# Found this pattern just cruisin' the 'net...LOL



## Phoenix (Oct 2, 2011)

http://www.dreamweaveryarns.com/catalog/gourmet-crochet-babette-circle-shawl-pattern-p-3654.html


----------



## Phoenix (Oct 2, 2011)

I love this!!!...


----------



## Deb-Babbles (Mar 4, 2011)

Very cute.


----------



## loriekennedy (Jan 3, 2012)

really nice!!


----------



## lilangel (Jan 17, 2012)

Very pretty. I like how it can be worn so many different ways.


----------



## maureenb (Apr 1, 2011)

Phoenix said:


> http://www.dreamweaveryarns.com/catalog/gourmet-crochet-babette-circle-shawl-pattern-p-3654.html


So,when are you going to make me one?LOL


----------



## Phoenix (Oct 2, 2011)

maureenb said:


> Phoenix said:
> 
> 
> > http://www.dreamweaveryarns.com/catalog/gourmet-crochet-babette-circle-shawl-pattern-p-3654.html
> ...


I'll get right on that Moe...LMAO


----------



## maureenb (Apr 1, 2011)

Nyuk,nyuk nyuk!


----------



## ssk1953 (Jan 29, 2012)

Phoenix said:


> I love this!!!...


Hey Phoenix, how did that shopping trip to Hobby Lobby go the other day?!!! Hope you had lots of fun. (I apologize if you already posted on your shopping trip but I hadn't heard from you and was wondering! ;-) Terri in TN


----------



## San (Mar 9, 2011)

WOW!!!!


----------



## bbrumbaugh (Jan 13, 2011)

thanks for the link! This is my next project.


----------



## Phoenix (Oct 2, 2011)

ssk1953 said:


> Phoenix said:
> 
> 
> > I love this!!!...
> ...


It was fabulous!!!...I can't wait to go back when I get paid!!!...LOL...And this time I'm going to have my daughter drop me off and I'll call her when I'm done....or when they kick me out the door!!!!....LOL


----------



## Fialka (Mar 4, 2011)

Thank you for posting in here,- I like it ! But i shall not wear (I'm old for that), though patern is easy and it will be crocheted in no time for those, who will agree to wear !


----------



## Phoenix (Oct 2, 2011)

Fialka said:


> Thank you for posting in here,- I like it ! But i shall not wear (I'm old for that), though patern is easy and it will be crocheted in no time for those, who will agree to wear !

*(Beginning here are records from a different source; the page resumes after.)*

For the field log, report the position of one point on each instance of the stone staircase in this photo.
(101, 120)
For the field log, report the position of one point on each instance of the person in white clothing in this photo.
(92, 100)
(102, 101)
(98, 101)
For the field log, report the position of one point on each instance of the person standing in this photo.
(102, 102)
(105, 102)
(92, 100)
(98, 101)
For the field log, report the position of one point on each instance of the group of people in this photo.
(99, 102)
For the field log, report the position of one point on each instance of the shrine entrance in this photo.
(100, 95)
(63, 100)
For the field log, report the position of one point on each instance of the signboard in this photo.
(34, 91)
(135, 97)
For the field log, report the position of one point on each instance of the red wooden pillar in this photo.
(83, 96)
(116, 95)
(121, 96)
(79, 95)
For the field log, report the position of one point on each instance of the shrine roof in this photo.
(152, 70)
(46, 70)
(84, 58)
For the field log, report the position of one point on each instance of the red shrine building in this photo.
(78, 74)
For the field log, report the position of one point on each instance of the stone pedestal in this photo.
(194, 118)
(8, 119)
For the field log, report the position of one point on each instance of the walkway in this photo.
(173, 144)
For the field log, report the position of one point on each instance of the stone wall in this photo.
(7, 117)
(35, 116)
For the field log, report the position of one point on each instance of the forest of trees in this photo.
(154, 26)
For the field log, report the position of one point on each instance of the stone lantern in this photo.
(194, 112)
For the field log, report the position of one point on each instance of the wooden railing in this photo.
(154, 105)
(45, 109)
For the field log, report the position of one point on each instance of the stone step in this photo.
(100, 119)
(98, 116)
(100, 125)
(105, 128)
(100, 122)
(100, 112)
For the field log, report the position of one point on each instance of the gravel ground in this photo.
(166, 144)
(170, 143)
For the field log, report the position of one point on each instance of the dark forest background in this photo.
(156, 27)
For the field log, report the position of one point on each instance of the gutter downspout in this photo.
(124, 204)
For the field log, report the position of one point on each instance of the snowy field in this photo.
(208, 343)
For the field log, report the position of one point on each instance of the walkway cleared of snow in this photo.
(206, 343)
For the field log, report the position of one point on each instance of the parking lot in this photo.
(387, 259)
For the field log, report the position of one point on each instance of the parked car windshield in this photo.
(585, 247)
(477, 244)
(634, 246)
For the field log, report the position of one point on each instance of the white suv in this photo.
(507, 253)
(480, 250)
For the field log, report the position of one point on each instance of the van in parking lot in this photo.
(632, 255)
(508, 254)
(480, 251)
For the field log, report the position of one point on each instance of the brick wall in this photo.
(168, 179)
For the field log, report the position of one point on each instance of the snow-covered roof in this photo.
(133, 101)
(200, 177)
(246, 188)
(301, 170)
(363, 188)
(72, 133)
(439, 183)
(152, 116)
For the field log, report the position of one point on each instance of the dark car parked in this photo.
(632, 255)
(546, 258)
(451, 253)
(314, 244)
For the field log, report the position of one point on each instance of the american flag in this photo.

Oh, darlin'...we're NEVER too old for something like this!!!...Now, I have to agree that I'm too old (among OTHER things...LOL) for mini skirts and belly baring shirts...but something like this is ageless...


----------



## knitknack (Oct 30, 2011)

Absolutely beautiful. Will have to make one for my daughter-in-law, as she loves various shawls. Thank you for sharing.


----------



## Gloria Hall (Apr 6, 2011)

Just gorgeous--Wish I could crochet!!!!love the ruffles


----------



## aknitter (Jan 25, 2011)

This is so pretty. I've seen it before and drooled over it on my keyboard. One day....one day....

Anita


----------



## Janeway (Nov 22, 2011)

Beautiful, but I only make free patterns as all are given away so must watch costs. This does look quick to crochet does anyone else know of a free one similiar to this one?

Thanks, Jane


----------



## CamillaDesertMouse (Mar 19, 2011)

Nice shawl...thanks for posting!


----------



## StellasKnits (Apr 10, 2011)

Oh I love this. So, totally on my to-do list in this order:

1. Buy more yarn (ha! like I need more yarn)
2. Learn to crochet better so I can make this shawl! lol


----------



## Phoenix (Oct 2, 2011)

missvix61 said:


> Oh I love this. So, totally on my to-do list in this order:
> 
> 1. Buy more yarn (ha! like I need more yarn)
> 2. Learn to crochet better so I can make this shawl! lol


LOL...I want to learn to crochet better, too!!!...and another thing I'd wish for....more time in the day to do it!!!!!!!!!


----------



## Fanika (Sep 21, 2011)

Sigh...I think I'm in love. But where oh where would I wear this thing of beauty? One day my children will be grown and I might be able to wear grown up clothes...


----------